Nieco strachu napędza formacja RGR. Wrzuciłem na wykres cenowy dwie linii szyi – ciągłą, wziętą z tygodniowego interwału oraz przerywaną z interwału dziennego. Na tę chwilę rynek zdaje się respektować linię z ujęcia tygodniowego i zwyżkę z minionego tygodnia prewencyjnie potraktowałbym jako ruch powrotny. Istnieje jednak coś, co nie pozwala rozważać scenariusza opartego o RGR, jako podstawowego. Tym „czymś” jest wsparcie w okolicy 68,50 zł, zaznaczone na wykresie niebieskim kolorem. Graczom udało się po raz kolejny wybronić je, oddalając perspektywę realizacji zasięgu spadków opartego o RGR.

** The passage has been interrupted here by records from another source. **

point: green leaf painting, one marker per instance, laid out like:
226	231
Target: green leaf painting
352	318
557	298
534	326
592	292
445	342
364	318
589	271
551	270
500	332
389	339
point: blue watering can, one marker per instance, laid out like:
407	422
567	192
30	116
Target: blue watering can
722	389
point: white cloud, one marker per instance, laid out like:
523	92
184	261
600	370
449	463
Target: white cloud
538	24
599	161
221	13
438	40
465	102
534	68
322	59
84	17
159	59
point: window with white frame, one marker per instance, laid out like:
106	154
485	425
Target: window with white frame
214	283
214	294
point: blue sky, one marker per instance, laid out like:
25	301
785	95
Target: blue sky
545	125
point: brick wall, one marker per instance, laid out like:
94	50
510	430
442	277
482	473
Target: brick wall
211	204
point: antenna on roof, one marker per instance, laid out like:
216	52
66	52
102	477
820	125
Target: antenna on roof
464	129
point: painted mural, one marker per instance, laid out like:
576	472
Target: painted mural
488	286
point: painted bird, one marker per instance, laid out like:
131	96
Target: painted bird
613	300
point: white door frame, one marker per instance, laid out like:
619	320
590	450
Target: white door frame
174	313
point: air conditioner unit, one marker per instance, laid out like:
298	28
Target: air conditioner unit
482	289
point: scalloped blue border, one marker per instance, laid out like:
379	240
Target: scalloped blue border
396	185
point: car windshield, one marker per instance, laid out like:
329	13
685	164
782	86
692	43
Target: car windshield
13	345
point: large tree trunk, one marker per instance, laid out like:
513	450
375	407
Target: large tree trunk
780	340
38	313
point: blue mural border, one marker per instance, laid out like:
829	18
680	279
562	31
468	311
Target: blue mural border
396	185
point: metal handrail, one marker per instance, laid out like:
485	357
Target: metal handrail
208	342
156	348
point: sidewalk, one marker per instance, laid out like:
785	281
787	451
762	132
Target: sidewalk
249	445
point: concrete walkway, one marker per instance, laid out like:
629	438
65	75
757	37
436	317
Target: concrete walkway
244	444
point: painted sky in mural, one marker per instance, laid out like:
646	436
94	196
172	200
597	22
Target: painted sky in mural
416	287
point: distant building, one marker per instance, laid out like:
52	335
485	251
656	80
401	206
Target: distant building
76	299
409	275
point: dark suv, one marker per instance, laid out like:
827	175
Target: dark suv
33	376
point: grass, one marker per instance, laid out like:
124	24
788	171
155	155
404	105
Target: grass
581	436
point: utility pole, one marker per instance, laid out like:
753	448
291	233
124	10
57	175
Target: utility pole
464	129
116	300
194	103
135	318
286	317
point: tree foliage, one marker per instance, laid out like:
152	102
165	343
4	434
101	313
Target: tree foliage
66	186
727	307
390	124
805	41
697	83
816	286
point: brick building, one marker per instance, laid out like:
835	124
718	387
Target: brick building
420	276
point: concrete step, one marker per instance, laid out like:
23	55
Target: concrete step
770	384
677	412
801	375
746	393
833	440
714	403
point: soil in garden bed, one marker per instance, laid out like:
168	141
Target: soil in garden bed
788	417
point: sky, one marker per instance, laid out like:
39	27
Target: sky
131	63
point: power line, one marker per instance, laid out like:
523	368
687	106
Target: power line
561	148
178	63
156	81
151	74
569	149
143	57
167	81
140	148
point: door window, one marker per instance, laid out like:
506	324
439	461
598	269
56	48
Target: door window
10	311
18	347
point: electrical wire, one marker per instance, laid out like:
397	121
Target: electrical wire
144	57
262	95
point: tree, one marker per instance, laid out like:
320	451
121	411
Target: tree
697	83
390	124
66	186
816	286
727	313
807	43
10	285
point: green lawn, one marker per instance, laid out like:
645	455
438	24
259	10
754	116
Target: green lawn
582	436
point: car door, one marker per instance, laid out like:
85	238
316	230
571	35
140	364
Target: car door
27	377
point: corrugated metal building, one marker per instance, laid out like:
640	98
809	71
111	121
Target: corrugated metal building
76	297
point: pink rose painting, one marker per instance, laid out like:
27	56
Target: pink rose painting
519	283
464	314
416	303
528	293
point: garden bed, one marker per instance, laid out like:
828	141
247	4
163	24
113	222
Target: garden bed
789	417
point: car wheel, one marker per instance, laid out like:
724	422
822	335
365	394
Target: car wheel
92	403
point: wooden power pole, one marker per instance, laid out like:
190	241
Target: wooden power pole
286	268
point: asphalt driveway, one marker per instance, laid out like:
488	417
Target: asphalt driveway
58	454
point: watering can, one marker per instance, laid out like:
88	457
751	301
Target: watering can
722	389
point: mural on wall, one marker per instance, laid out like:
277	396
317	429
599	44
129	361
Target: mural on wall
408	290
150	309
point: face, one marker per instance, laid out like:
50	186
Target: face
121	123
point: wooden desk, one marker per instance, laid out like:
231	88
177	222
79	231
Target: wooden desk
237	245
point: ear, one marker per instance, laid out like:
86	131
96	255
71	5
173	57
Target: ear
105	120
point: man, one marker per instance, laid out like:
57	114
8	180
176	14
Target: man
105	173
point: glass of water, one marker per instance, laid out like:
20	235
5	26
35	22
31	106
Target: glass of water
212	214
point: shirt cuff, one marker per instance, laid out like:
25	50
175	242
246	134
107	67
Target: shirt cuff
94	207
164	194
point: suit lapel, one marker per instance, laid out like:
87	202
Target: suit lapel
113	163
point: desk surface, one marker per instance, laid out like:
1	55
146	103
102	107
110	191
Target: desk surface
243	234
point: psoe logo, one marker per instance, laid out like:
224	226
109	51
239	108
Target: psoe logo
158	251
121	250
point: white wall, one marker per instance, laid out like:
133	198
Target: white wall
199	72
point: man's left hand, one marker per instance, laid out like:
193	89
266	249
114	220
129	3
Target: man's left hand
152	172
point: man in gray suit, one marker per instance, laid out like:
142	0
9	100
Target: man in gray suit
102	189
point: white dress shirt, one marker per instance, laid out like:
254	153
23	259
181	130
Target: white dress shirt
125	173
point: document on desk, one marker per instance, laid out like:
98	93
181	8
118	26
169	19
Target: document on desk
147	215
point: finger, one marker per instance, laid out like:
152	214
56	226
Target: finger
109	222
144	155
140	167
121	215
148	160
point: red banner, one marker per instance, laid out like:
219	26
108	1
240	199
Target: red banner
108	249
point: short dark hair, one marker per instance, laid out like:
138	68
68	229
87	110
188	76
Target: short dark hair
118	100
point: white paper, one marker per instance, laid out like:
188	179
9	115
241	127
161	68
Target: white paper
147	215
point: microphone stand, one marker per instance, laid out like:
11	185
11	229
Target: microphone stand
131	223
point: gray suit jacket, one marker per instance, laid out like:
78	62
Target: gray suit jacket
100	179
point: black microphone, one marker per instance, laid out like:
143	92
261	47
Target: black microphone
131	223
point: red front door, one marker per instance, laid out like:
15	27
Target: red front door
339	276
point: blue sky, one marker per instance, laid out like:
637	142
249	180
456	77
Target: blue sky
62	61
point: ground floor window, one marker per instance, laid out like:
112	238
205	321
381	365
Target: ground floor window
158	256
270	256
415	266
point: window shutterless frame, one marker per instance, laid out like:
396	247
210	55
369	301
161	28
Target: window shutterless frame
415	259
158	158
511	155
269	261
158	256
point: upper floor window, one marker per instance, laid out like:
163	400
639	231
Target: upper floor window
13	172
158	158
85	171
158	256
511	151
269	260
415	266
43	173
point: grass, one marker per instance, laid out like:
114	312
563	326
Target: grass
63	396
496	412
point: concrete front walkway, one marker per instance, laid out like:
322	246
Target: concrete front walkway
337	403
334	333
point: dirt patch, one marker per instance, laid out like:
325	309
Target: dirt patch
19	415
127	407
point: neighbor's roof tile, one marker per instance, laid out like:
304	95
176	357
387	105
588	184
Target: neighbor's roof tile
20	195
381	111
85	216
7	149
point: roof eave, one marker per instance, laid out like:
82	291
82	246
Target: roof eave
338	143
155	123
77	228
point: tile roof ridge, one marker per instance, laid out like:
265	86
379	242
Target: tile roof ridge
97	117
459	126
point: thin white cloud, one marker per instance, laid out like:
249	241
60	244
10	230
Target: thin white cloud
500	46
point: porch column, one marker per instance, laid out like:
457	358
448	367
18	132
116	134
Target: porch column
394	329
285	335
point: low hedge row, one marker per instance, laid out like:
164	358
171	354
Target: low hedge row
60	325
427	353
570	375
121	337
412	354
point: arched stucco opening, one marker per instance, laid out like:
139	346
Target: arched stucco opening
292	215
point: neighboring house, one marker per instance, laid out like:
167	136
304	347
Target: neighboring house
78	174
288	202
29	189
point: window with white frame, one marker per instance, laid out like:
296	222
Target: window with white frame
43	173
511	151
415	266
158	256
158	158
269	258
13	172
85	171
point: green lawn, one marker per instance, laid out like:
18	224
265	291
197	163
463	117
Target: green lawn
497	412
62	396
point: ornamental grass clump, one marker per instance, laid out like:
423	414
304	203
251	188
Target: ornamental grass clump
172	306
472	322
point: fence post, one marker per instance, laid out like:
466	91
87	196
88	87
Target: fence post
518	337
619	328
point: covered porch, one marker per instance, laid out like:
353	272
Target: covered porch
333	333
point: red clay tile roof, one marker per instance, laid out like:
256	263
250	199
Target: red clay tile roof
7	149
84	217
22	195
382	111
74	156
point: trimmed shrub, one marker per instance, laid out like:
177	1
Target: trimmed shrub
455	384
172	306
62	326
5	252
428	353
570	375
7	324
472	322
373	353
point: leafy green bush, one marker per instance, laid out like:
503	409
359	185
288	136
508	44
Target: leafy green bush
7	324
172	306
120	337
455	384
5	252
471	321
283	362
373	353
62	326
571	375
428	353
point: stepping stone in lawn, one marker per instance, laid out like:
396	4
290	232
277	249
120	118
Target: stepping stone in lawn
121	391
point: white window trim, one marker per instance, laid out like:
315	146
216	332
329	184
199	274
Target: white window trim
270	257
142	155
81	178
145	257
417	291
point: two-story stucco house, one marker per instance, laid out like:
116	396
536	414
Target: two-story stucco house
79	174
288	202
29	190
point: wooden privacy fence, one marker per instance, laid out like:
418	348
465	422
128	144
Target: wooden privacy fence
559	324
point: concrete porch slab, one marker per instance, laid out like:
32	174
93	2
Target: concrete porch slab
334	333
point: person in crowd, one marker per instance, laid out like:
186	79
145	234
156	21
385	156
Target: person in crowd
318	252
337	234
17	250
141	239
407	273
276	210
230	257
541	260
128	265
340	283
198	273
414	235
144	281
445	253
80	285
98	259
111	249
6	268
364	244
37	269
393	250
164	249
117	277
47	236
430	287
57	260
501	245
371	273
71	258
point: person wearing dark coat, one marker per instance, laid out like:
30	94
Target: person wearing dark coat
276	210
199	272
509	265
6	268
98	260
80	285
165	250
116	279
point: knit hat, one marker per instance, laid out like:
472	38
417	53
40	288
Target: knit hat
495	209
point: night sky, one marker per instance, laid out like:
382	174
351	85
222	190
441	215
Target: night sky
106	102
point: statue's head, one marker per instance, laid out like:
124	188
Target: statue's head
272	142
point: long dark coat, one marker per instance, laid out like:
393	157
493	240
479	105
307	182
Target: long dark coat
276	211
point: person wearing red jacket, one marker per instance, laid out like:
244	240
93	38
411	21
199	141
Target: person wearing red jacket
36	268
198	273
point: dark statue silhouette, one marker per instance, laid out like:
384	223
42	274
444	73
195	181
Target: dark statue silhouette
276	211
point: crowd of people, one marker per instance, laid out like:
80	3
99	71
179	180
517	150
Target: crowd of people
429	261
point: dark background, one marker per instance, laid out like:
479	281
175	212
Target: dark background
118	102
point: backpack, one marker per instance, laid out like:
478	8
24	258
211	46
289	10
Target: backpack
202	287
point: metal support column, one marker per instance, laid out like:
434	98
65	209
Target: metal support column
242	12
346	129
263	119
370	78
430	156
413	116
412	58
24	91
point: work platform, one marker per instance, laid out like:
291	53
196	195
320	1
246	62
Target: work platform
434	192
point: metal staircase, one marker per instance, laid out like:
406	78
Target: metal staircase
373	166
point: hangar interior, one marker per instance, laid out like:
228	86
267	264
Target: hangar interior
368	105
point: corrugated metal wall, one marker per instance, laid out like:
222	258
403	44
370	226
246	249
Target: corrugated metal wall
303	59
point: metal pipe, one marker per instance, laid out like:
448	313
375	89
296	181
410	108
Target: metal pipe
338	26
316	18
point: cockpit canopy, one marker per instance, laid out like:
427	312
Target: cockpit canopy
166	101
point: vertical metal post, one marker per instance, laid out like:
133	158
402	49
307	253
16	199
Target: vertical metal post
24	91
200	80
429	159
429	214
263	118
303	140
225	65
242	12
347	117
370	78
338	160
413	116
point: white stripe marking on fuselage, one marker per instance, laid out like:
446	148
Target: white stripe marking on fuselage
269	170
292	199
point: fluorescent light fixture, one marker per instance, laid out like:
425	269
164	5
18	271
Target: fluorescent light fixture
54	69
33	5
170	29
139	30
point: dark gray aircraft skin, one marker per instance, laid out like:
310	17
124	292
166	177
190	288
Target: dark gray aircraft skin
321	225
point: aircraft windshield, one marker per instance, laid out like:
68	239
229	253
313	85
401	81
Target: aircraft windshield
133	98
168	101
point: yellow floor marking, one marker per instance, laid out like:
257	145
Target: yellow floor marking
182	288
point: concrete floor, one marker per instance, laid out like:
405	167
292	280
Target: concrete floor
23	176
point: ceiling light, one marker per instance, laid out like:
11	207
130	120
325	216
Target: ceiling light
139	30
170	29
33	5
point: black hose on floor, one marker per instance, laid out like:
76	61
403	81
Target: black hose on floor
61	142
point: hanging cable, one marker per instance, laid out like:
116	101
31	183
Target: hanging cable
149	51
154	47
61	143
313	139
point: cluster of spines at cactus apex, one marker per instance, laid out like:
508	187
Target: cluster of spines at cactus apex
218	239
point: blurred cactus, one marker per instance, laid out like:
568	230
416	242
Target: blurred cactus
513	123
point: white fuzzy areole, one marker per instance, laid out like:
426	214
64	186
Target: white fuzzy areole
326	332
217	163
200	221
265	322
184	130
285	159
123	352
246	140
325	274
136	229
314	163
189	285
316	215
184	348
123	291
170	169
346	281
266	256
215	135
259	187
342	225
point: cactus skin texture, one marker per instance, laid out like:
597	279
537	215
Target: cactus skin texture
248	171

Teraz obie strony mają coraz mniej pola do manewru i w krótkim czasie powinniśmy poznać średnioterminowy kierunek poruszania się cen. Wspomniane wsparcie może nie wytrzymać kolejnego uderzenia podaży i wówczas kontynuacja przeceny w kierunku 58,50 zł będzie najłagodniejszym wymiarem kary. Zanegować ten negatywny scenariusz mogłoby jedynie wybicie od dołu linii szyi.
Zważywszy jednak na fakt, że zwyżka od połowy grudnia do połowy stycznia miała korekcyjny charakter (zniosła 61,8 proc. fali spadkowej), nieco większe szanse na realizację ma właśnie scenariusz kontynuacji przeceny.